Peristiwa tersebut terjadi saat sebagian besar warga tengah beristirahat. Kobaran api yang muncul secara tiba-tiba dengan cepat membesar dan menghanguskan sejumlah bangunan sekolah. Beruntung, api tidak sempat merembet ke bangunan sekolah lainnya maupun rumah-rumah warga yang berada di sekitar lokasi kejadian.
Tidak ada korban jiwa dalam peristiwa tersebut. Namun, kebakaran mengakibatkan kerusakan serius pada fasilitas pendidikan yang diperkirakan akan berdampak pada aktivitas belajar mengajar di sekolah tersebut.
Proses pemadaman melibatkan berbagai unsur, mulai dari masyarakat Desa Wantulasi, personel Kepolisian, TNI, hingga anggota DPRD Kabupaten Buton Utara yang turut turun langsung membantu memadamkan api.
Setelah berjibaku selama kurang lebih dua jam menggunakan peralatan seadanya, kobaran api akhirnya berhasil dikendalikan sehingga tidak meluas ke kawasan permukiman warga.

Kepala SDN 1 Wantulasi, La Umar, S.Pd., mengaku pihak sekolah awalnya tidak mengetahui adanya kebakaran tersebut. Informasi pertama kali diterima setelah salah seorang guru bernama Isra mendatangi rumahnya dan memberitahukan bahwa sekolah sedang terbakar.
“Kami awalnya tidak mengetahui kejadian ini. Setelah mendapat informasi dari salah satu rekan guru, kami langsung bergegas menuju sekolah dan bersama warga berupaya memadamkan api,” ujar La Umar saat ditemui di lokasi kejadian.
Menurutnya, warga sekitar dengan sigap membantu proses pemadaman menggunakan peralatan sederhana seperti ember, baskom, hingga tangki semprot rumput untuk menyiram kobaran api agar tidak menjalar ke bangunan lain.
La Umar mengaku heran atas terjadinya kebakaran tersebut.
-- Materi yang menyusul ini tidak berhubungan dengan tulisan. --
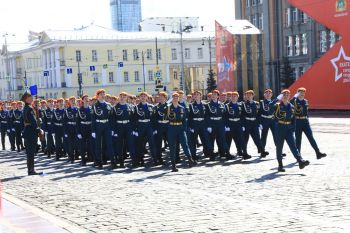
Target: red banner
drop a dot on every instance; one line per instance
(328, 80)
(224, 58)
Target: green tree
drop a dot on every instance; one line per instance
(211, 81)
(287, 74)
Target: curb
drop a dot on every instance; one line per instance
(42, 214)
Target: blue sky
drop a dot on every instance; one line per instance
(19, 16)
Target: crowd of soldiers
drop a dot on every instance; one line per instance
(109, 129)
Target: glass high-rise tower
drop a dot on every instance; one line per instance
(126, 15)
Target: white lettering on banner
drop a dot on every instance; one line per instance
(341, 65)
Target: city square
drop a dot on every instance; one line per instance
(221, 196)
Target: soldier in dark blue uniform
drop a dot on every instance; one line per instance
(18, 125)
(31, 132)
(58, 128)
(177, 131)
(301, 106)
(48, 116)
(198, 127)
(84, 130)
(161, 123)
(215, 113)
(123, 120)
(102, 128)
(266, 118)
(3, 123)
(144, 126)
(70, 128)
(234, 126)
(284, 131)
(250, 111)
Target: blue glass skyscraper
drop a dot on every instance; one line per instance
(126, 15)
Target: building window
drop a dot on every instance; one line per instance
(304, 43)
(173, 54)
(135, 54)
(288, 17)
(323, 41)
(111, 77)
(289, 46)
(200, 53)
(295, 15)
(94, 55)
(175, 75)
(150, 75)
(296, 45)
(110, 55)
(187, 53)
(137, 76)
(126, 76)
(261, 21)
(159, 54)
(332, 39)
(254, 20)
(125, 55)
(149, 54)
(78, 55)
(95, 76)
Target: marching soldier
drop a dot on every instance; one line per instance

Pasalnya, bangunan yang terbakar disebut tidak memiliki instalasi maupun aliran listrik.
“Kami juga bingung atas peristiwa ini karena gedung yang terbakar tidak memiliki aliran listrik,” katanya.
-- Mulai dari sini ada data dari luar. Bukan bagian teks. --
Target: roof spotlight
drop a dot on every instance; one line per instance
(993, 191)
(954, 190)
Atas nama keluarga besar SDN 1 Wantulasi, La Umar menyampaikan apresiasi dan terima kasih kepada seluruh pihak yang telah membantu proses pemadaman.
“Kami mengucapkan terima kasih kepada masyarakat Desa Wantulasi, pihak Kepolisian, TNI, serta anggota DPRD Kabupaten Buton Utara yang telah membantu memadamkan kobaran api,” ucapnya.
Hingga saat ini, aparat Kepolisian masih melakukan penyelidikan guna mengungkap penyebab pasti kebakaran. Sementara itu, pendataan terhadap kerugian material akibat musibah tersebut masih terus dilakukan oleh pihak terkait.